Best Practices In Brand Management
The best brands in the world don’t operate in a vacuum. The best brands have a firm pulse on the direction and momentum of each market segment. They know what their customers want and need. Successful brands position—and reposition—themselves in the minds of customers and prospective customers constantly based on market feedback. Most of these companies perpetually position themselves as problem-solvers in the market.
Brands that are struggling are often disconnected from their customers and their prospective customers.
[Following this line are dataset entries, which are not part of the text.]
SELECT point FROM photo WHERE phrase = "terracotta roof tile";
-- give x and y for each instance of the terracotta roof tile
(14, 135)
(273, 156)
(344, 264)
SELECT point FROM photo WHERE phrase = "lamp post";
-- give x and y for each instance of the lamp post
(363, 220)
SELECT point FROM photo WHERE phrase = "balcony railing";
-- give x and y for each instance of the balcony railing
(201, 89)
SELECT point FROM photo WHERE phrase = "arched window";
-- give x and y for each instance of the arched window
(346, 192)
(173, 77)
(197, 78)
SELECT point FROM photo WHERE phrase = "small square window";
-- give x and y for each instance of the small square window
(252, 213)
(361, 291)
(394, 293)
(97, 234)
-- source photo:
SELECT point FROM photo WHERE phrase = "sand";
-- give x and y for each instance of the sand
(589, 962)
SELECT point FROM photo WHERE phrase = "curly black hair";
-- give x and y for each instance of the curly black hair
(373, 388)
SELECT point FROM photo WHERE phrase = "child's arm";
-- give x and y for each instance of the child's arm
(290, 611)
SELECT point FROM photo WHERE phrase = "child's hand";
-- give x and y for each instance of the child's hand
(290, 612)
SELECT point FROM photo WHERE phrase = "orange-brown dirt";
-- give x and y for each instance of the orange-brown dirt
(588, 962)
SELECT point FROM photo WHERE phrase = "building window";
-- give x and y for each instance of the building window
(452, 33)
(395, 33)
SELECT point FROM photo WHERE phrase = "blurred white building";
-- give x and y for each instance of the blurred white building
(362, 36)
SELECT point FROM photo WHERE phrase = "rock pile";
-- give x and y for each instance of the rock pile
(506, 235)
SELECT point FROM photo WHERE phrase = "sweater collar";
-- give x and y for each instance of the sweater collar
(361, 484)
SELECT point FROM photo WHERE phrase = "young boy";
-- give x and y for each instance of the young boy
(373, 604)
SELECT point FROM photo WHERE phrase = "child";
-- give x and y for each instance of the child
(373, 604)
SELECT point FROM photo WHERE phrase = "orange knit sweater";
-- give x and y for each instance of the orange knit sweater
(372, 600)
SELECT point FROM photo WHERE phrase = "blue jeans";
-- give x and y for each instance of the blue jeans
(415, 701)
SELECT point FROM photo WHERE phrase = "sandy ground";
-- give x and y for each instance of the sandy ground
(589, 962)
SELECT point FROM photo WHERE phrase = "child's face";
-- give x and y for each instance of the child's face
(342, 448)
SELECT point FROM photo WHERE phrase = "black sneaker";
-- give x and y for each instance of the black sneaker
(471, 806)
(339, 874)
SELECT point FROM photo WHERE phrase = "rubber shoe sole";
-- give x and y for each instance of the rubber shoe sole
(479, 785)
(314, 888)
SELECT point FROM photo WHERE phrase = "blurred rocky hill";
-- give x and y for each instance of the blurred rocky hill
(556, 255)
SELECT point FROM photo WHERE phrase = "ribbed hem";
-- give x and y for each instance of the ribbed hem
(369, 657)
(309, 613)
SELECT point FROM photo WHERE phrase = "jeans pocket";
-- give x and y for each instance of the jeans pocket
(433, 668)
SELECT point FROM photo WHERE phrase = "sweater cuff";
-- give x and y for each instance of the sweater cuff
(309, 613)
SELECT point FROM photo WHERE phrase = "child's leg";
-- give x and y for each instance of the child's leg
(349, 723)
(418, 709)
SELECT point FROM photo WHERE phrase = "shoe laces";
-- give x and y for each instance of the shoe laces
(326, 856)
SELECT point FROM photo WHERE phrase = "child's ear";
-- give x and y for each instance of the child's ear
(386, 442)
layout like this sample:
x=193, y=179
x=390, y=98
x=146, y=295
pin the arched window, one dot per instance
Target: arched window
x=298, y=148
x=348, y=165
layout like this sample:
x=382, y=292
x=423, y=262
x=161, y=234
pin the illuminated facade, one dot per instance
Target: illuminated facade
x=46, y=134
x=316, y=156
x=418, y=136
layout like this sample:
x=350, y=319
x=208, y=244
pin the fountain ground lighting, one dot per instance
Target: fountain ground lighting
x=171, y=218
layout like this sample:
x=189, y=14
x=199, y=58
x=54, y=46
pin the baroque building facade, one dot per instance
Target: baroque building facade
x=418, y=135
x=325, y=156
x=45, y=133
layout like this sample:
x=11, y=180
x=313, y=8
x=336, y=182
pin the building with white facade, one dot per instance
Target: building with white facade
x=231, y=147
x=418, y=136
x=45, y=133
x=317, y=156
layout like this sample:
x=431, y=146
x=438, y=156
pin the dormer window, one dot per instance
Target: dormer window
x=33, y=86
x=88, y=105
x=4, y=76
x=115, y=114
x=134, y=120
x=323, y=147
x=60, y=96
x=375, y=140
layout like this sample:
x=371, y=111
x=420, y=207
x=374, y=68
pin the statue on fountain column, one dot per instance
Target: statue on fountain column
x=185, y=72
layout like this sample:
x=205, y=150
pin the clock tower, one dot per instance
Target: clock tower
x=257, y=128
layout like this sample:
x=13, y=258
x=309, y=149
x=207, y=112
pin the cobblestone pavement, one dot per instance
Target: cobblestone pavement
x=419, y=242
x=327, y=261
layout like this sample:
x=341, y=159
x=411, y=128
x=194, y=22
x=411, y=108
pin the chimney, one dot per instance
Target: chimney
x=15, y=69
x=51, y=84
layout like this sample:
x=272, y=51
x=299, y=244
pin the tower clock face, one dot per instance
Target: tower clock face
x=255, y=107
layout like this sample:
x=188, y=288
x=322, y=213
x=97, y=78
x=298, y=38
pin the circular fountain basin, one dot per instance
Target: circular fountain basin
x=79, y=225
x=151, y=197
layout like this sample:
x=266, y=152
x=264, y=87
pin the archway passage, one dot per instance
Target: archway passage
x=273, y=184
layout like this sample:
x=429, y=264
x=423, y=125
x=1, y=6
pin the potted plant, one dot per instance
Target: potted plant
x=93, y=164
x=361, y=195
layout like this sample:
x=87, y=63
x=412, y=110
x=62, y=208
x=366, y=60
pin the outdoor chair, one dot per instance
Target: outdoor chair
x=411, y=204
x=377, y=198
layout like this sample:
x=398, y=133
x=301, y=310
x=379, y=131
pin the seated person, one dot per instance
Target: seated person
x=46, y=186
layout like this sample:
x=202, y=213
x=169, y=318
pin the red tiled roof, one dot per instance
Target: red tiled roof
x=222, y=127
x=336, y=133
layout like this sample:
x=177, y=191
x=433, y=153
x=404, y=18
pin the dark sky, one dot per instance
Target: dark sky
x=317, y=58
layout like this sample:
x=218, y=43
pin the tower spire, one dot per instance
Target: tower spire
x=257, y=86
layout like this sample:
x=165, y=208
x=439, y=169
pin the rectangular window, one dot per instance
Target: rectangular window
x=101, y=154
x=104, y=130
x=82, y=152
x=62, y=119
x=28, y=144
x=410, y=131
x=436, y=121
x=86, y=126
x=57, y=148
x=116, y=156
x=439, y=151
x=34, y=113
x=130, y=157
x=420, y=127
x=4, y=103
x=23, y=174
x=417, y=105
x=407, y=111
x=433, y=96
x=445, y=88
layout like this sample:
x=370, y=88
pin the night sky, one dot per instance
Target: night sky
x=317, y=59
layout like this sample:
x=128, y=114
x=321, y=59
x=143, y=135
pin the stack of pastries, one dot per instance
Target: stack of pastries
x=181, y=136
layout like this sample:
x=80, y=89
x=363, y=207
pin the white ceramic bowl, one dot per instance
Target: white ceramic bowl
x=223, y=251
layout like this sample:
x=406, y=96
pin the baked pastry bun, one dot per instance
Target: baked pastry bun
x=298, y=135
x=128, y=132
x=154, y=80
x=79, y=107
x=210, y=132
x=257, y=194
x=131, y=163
These companies produce what they want to produce and they sell what they want to sell. The market can take it or leave it. Some of these brands can survive bad management, but not forever. These companies have a production mentality and they are leaving the door wide open for the competition to steal market share with a superior product or service. One of the best examples is a classic disaster. In the 1980s, Coca-Cola ruled the cola market, but Pepsi was gaining market share. The Pepsi Challenge urged consumers to compare the taste of Coke and Pepsi. As more people took the challenge, many people preferred Pepsi over Coke, which chipped away at the Coca-Cola brand. In response, Coca-Cola introduced New Coke in 1985 to deliver the sweeter taste that many consumers preferred about Pepsi. Coca-Cola failed to conduct market research to understand its customers and prospective customers. It also failed to test the new product adequately among its own customers. The new product and the marketing campaign was meant to take momentum away from Pepsi. Instead, the product change generated a backlash among Coke’s loyal customers. Within three months, Coca-Cola put the original Coke back on shelves under the name Coca-Cola Classic. The company continued to dilute its brand with New Coke until 2002. The damage was done.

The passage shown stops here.